One of my photos

Crawley Question Time:part two

January 24th, 2009 · Posted by Skuds in Life/Politics · 2 Comments · Life, Politics

Screen grab of QT with fat bloke prominent in the front row

Screen grab of QT with fat bloke prominent in the front row

This second installment is not about the issues discussed on the programme, but just what you might call the human interest angle, and some glimpses behind the scenes which may (or may not) put some aspects of the show in a different light. Be warned, this a long one: sorry for that.

Which reminds me: must remember to tell mum that this is still on iPlayer.


We were told to arrive at the Hawth between 6:00 and 6:30pm and that it would all be over by 9:30pm.  From this we had sort of assumed that filming might start by maybe 7:00 or 7:30, last 90 minutes or more with the results to be edited down to an hour for transmission, but we were wrong on that.

The actual filming is actually done as if it is live, for about 59 minutes, and the result is broadcast as it happened – so that would scupper any conspiracy theories about chopping out bits that support any particular view.

So with only about an hour taken up actually filming, what happens for the other two to two-and-a-half hours?
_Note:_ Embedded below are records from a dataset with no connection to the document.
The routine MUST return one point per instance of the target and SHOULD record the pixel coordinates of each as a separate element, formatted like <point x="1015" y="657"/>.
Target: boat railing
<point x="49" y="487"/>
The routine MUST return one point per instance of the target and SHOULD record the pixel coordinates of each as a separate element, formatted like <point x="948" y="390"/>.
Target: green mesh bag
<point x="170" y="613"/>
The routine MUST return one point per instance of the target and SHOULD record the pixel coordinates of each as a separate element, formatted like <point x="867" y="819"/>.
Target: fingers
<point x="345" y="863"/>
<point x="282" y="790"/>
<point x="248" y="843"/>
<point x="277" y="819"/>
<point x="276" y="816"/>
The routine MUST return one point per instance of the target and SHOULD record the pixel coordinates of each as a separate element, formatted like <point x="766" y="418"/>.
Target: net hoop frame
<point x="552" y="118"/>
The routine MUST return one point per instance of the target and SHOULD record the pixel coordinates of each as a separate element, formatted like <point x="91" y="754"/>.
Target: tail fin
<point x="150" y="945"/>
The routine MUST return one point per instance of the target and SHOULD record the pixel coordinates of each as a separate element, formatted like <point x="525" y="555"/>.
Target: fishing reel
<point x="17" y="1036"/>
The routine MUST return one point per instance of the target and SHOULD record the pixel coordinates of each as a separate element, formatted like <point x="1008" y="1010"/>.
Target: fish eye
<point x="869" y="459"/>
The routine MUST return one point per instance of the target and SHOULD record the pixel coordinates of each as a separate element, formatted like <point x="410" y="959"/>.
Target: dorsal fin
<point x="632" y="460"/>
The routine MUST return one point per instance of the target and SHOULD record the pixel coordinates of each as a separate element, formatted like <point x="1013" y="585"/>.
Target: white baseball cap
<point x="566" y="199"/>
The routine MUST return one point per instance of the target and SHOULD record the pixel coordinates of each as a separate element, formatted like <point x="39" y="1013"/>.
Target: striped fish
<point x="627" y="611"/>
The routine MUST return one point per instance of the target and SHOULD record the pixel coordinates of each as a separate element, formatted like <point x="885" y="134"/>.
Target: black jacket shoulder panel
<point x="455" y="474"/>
First of all there is security.  On entering the Hawth everybody was searched and gone over with a metal detector, they were then checked on the list of invited/vetted audience members and given some bits of paper.

Milling around

One bit of paper was a brief description of that night’s panel and the other was a form to write a question on.  Previously we had all submitted a question by e-mail, and on the night we handed in a second question, so some time was spent with tea, coffee and snacks while scribbling out questions and generally milling about.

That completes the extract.